China also was never interested in what the outside world had to offer. It built the Great Wall to keep the barbarians out. Instead it was the outside world that tried to nuzzle its way into China. The Qianlong Emperor of the Qing Dynasty summed up this attitude perfectly in his writing to King George III after receiving Britain's mission in 1793 "Our ways have no resemblance to yours. As your ambassador can see for himself, we possess all things. I see no value on objects strange or ingenious, and we have no use for your country's manufactures". His grandfather, the Kangxi Emperor whose reign of 61 years is the longest in Chinese history, issued a prescient warning in 1717 regarding the British presence in Canton, "There is cause for apprehension lest in centuries or millennia to come China may be endangered by collision with the nations of the West."

Mao Zedong was one leader who perfectly understood China's peculiarities because he was an avid reader of history.
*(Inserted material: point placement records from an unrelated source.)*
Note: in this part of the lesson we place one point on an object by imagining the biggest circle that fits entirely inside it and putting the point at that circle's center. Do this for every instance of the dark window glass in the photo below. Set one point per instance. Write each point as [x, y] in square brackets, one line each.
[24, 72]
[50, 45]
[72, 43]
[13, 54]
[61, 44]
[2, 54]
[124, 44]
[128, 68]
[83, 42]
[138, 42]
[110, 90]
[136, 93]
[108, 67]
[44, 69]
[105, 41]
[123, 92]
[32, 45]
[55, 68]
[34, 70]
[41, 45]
He initiated the Great Leap Forward in 1958 and the Cultural Revolution in 1966 to release the tension within the system. Millions died. However both were controlled releases. He could end what he started. Mao was cruel but he achieved his objective, which was to ensure China remained united as a nation. The alternative could have been much worse; possibly a prolonged anarchy had the state fractured.

Deng Xiaoping who succeeded Mao in 1978 embraced free market and opened up to the world. It was a foolhardy decision. Now China has no control over its future. The prosperity that Deng wrought buys respite only as long as it lasts. He had a mild foretaste in 1989 with the Tienanmen Square protests which was triggered by a price inflation. But inflation can be easily tamed compared to the catastrophic oncoming deflation which has practically no remedy.

Capitalism is like riding a bike or spinning a top. Growth that it engenders cannot be allowed to falter. China is now moving fast. Unfortunately it is not on a bike but a runaway juggernaut with failed brakes. The coming crash that we are about to behold wouldn't be an interesting sight indeed.